Controversy has surrounded Zolper’s company in recent years because of groundwater contamination in St. Pete’s Azalea neighborhood that originated from the nearby Raytheon plant.

Another weapons and technology company coming to Tampa Bay is Draper Laboratory. It was lured by millions of government dollars, including $6 million from the Hillsborough County Commission for a lab at the University of South Florida’s Tampa campus.

James Shields, president and CEO of Draper, says they focus on defense, space, biomedicine, and energy, including inertial navigation systems for missiles and using nanotech to make electronic chips smaller.

Draper began at MIT, but in 1970, the Massachusetts Institute of Technology, divested itself of Draper because of protests from faculty, students, and members of the anti-war community of Draper’s role in the U.S. war against Vietnam.
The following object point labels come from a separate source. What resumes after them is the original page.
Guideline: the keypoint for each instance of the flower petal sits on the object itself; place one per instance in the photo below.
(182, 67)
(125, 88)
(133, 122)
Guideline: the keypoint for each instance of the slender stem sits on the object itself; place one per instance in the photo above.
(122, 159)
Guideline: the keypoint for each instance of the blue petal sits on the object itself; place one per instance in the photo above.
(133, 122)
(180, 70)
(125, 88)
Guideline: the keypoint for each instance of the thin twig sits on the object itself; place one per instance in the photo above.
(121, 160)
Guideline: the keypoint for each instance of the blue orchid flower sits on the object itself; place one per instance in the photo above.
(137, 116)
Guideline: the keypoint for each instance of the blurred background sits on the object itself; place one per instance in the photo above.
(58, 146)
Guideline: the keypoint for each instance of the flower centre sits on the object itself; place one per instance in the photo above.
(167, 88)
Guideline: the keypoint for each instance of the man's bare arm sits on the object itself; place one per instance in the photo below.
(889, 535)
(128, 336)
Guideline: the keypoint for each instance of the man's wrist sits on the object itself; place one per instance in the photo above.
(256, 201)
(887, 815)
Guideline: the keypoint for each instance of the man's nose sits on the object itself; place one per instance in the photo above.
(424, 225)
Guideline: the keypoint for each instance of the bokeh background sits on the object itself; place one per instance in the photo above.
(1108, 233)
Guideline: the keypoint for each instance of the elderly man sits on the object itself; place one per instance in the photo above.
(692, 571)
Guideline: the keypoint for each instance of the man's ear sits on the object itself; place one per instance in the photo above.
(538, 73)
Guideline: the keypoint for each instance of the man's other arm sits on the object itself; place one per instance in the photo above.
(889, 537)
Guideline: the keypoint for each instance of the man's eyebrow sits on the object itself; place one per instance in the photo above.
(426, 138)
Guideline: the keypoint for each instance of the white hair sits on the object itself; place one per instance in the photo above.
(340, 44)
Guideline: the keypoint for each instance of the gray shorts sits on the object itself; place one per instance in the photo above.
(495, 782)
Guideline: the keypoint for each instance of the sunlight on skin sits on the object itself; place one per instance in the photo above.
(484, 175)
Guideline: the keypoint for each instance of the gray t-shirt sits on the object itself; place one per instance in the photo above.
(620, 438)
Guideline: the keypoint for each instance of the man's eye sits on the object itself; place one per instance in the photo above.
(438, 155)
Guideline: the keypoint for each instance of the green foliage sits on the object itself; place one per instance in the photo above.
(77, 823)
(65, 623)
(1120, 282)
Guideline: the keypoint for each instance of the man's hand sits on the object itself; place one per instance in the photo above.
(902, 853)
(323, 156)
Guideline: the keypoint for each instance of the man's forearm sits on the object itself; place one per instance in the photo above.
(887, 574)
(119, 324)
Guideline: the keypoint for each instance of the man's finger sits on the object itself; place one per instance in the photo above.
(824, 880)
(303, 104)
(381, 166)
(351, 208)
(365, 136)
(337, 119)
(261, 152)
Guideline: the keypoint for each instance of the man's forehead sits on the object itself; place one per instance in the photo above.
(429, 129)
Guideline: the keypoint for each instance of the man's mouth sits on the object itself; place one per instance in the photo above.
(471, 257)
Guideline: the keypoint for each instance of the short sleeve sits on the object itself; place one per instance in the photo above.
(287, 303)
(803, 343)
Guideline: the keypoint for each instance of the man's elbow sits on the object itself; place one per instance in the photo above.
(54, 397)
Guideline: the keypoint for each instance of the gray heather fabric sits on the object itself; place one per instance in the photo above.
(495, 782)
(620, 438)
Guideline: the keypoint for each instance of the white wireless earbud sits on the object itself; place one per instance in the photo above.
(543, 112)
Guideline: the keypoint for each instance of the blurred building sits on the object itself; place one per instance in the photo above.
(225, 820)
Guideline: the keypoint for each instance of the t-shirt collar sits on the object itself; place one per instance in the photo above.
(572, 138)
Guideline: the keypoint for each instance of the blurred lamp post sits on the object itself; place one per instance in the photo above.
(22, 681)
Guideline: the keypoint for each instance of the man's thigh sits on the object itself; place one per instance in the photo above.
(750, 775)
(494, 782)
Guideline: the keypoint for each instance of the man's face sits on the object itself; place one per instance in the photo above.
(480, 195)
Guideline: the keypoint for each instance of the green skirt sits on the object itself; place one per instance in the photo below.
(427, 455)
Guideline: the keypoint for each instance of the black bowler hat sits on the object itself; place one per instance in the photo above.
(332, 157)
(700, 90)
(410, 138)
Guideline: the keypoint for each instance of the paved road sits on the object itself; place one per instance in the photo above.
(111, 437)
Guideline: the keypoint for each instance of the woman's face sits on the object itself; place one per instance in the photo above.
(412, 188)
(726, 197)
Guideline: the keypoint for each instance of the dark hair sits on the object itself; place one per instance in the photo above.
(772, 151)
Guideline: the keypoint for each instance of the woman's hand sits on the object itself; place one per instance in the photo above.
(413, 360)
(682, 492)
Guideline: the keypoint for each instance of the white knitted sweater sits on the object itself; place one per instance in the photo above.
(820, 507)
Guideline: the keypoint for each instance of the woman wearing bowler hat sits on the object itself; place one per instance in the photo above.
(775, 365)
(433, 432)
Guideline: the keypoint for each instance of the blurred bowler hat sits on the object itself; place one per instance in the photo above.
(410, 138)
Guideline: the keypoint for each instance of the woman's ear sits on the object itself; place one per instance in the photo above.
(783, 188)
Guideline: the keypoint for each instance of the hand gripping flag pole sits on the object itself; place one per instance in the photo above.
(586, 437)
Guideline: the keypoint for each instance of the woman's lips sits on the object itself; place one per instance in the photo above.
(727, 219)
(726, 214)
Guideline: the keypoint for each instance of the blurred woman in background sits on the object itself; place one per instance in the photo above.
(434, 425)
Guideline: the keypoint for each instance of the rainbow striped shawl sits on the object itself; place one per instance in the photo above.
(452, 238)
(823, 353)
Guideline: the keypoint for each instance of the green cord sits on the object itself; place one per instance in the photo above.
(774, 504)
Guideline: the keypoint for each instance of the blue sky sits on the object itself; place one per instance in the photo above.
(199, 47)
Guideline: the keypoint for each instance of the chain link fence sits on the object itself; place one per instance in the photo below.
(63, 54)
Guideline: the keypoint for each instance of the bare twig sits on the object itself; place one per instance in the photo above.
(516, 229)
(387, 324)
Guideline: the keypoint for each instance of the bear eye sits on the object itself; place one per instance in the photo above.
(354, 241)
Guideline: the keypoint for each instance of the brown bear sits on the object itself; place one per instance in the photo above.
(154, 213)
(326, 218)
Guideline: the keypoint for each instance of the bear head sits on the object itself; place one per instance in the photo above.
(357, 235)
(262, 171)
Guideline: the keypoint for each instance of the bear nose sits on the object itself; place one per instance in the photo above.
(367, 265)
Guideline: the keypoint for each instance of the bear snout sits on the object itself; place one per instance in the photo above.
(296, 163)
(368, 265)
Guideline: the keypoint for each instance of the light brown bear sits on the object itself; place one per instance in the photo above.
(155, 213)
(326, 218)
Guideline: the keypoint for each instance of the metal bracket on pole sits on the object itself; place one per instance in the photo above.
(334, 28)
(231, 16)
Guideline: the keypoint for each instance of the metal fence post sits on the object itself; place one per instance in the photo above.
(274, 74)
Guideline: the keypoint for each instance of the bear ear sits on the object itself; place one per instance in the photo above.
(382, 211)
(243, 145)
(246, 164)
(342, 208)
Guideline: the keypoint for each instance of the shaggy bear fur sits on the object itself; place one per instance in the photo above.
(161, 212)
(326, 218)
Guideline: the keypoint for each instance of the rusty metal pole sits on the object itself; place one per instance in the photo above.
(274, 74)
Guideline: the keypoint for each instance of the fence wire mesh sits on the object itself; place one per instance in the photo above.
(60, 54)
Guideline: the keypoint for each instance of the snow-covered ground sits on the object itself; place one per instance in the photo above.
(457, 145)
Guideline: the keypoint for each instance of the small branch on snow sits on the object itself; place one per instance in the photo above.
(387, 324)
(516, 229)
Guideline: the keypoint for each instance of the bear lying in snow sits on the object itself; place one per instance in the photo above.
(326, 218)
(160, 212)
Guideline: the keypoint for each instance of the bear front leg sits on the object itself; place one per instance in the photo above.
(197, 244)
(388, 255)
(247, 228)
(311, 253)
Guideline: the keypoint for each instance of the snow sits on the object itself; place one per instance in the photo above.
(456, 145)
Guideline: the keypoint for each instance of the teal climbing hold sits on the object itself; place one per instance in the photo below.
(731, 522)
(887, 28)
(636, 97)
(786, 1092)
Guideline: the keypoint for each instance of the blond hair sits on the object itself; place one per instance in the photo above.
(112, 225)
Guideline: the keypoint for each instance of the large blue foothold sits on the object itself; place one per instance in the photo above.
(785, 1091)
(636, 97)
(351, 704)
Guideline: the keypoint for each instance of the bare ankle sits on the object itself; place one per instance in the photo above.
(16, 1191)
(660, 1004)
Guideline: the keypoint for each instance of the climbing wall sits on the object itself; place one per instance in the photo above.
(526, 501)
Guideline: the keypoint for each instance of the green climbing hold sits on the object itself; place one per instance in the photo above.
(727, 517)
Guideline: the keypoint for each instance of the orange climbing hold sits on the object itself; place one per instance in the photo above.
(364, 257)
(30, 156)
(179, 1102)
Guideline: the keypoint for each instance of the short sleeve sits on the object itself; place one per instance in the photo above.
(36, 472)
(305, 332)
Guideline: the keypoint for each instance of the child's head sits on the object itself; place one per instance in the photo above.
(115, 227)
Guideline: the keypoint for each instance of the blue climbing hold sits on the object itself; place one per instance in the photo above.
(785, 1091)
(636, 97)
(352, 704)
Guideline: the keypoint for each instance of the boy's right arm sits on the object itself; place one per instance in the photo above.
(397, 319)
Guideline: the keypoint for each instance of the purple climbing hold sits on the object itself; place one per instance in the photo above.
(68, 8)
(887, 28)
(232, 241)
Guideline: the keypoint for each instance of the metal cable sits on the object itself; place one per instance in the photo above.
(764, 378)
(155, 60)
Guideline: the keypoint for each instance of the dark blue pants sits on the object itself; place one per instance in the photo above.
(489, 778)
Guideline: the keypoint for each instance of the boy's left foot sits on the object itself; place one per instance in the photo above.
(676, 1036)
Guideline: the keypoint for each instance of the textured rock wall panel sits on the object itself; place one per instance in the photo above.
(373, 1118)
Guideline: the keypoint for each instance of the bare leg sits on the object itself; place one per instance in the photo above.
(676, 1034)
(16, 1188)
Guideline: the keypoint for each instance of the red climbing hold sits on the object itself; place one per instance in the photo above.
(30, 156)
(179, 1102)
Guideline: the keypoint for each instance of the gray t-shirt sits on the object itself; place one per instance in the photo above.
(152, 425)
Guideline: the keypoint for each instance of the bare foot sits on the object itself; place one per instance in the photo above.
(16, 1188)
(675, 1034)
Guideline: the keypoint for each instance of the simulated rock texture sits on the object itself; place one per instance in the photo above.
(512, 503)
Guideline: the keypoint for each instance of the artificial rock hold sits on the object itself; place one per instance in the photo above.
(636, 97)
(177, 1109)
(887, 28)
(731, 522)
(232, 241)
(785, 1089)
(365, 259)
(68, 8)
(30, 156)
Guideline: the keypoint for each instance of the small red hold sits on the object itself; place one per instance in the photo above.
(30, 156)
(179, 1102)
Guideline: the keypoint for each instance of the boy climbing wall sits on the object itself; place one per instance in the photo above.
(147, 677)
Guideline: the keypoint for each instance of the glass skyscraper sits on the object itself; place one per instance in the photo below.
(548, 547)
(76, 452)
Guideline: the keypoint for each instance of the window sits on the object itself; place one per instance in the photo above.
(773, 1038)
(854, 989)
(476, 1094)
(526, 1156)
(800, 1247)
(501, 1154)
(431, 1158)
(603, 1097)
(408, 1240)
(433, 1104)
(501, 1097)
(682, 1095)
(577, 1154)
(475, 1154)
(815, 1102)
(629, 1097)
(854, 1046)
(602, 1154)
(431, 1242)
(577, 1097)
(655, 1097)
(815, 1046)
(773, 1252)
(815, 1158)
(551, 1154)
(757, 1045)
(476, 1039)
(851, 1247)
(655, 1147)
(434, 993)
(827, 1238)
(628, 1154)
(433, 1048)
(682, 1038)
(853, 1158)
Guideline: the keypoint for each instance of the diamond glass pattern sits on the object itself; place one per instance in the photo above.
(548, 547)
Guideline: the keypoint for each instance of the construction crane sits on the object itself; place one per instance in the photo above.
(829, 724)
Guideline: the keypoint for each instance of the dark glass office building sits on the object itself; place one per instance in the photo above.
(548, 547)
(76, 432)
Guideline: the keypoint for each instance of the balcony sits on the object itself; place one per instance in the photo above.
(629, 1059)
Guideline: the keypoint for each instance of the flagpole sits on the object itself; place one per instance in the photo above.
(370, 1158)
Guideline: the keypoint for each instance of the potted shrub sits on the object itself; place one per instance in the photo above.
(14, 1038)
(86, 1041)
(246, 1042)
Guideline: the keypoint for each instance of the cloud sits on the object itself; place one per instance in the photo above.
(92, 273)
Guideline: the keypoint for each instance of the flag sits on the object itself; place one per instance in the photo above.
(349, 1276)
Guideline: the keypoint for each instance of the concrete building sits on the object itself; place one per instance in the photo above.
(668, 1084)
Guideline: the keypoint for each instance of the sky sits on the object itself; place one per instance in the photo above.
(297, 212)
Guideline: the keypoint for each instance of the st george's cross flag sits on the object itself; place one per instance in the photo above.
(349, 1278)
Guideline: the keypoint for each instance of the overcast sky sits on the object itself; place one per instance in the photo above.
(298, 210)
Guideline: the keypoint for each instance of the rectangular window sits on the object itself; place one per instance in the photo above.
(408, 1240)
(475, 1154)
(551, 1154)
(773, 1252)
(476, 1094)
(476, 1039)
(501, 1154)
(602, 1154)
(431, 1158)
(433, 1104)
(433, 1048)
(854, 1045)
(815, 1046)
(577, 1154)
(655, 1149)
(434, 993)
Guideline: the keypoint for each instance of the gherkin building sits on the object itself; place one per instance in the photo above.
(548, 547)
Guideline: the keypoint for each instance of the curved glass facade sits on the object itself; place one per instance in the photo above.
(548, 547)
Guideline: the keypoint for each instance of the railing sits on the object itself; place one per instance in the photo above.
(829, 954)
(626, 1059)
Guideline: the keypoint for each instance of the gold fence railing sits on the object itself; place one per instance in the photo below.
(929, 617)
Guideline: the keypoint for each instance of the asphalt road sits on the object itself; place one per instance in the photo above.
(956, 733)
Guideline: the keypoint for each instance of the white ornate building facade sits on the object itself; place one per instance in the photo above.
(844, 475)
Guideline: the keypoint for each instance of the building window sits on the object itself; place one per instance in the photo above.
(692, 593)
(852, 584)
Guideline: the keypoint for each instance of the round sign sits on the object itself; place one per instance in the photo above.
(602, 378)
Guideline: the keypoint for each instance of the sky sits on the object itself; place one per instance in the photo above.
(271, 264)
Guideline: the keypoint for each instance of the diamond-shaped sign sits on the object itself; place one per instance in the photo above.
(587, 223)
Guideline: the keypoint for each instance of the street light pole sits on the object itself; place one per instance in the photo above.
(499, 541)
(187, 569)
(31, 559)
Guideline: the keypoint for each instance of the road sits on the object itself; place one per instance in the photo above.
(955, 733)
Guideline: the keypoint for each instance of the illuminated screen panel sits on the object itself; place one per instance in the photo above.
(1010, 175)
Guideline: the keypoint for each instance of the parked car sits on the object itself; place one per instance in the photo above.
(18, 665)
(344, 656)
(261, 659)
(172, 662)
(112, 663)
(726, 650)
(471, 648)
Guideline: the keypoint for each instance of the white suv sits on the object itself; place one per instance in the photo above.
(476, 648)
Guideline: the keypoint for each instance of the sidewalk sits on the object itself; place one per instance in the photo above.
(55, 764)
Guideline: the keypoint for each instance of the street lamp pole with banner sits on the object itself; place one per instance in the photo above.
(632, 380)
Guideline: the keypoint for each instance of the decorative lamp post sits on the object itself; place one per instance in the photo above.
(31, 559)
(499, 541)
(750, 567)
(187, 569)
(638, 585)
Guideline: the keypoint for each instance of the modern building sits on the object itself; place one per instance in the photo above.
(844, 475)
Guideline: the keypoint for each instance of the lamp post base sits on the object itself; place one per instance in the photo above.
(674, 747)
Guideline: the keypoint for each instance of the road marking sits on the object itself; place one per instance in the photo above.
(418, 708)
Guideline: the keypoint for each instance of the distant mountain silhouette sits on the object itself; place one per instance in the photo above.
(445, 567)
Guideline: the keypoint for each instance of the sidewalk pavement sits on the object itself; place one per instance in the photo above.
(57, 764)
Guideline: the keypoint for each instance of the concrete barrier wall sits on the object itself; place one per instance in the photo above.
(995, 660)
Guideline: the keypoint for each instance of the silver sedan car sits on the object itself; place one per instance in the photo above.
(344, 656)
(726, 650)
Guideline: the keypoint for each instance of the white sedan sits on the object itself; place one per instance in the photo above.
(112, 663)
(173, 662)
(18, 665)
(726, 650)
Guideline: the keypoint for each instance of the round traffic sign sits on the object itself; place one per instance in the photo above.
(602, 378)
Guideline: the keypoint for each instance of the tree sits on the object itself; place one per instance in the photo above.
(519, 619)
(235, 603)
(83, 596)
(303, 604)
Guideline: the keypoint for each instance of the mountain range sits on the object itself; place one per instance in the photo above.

Draper moved off campus in 1973. Shields says that Draper is developing small power sources using “nuclear sources in terms of putting a radioactive isotope and using that as your battery.”

Curtis Carlson is president and CEO of SRI International which is building a new facility in St. Petersburg. He emphasized teaching innovation to students of all ages. Carlson suggests there are two reasons why there has only been one initial public offering of a company in the last 18 months in the United States. One is that there is too much federal regulation and another is the government’s crackdown on immigrants.

Carlson quoted the president of Stanford University who said that 10 years ago three-quarters of students from China studying in American universities stayed here after graduation, while now three-quarters of them move back to China. Carlson responded to the question of whether the country invests enough in research.

The nanotechnology roundtable was organized by the Tampa Bay Partnership.